Minimum Alternate Tax: What is it? How does it Work?
The Indian government continually tries to increase its tax collection albeit without putting an unwarranted burden on the taxpayers.
The majority of the taxes paid by the people in India fall under either of the categories- indirect taxes and direct taxes. The Minimum Alternate Tax, commonly known by its abbreviation MAT, belongs to the former.
What is MAT?
MAT is an indirect tax levied under the Income Tax Act of India, 1961. As per section 115JB, every foreign and domestic company is required to pay MAT, a rule set up to prevent highly profitable businesses from dodging their tax liabilities.
A large number of companies in India try to evade taxes. For instance, many “zero tax companies” generate substantial revenues but end up paying a nil tax by applying deductions, exemptions and other kinds of loopholes in the system. So, MAT was created so that no company is able to completely evade their tax liability.
Features of MAT
The following are the two main features of MAT:
If a company is paying MAT instead of the standard income tax, then in case the tax paid is higher than the actual amount accrued, the extra amount is credited back to the company in the form of tax credit.
Let’s take an example of a company X. Say, it generated a profit of Rs. 10 lakh and declared a taxable income of Rs. 5 lakhs after making all the deductions.

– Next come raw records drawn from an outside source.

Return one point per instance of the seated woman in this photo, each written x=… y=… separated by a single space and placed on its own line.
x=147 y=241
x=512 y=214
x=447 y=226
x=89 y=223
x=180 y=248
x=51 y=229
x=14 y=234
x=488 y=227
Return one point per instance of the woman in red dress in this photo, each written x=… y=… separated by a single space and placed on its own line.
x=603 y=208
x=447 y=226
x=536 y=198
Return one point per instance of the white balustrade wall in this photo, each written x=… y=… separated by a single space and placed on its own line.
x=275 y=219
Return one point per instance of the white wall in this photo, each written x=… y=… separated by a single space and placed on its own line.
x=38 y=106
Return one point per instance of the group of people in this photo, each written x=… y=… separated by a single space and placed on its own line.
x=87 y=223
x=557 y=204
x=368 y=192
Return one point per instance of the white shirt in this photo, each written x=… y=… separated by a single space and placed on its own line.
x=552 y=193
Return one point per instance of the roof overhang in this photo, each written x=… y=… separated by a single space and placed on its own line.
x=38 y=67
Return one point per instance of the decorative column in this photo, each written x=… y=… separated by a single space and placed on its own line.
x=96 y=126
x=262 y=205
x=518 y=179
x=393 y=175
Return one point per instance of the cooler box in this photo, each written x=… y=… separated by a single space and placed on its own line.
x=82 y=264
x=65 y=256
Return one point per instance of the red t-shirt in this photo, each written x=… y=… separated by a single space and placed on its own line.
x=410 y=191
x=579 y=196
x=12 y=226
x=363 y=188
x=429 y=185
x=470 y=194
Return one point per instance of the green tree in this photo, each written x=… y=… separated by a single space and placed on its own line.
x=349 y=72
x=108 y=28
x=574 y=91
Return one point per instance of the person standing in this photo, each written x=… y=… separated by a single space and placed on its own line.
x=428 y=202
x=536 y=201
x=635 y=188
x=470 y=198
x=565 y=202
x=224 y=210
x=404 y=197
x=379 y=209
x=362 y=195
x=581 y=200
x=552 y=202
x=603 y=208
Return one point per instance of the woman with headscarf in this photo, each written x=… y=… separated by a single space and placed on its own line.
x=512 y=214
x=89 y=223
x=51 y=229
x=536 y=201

Now, the regular income tax in this situation would be 20% of Rs. 5 lakh, i.e. Rs. 1 lakh or Rs. 100,000
The MAT would be 18.5% of Rs. 10 lakh i.e. Rs. 185,000
Excess tax= Rs. 185,000- Rs. 100,000= Rs. 85,000
This excess amount will be credited to the company as Tax Credit.
Advance Payment of Tax
As per the Income Tax Act, if the tax liability of an individual is above Rs. 10,000 for a particular fiscal year, then they are required to pay their tax in advance. However, this is done in installments throughout the financial year.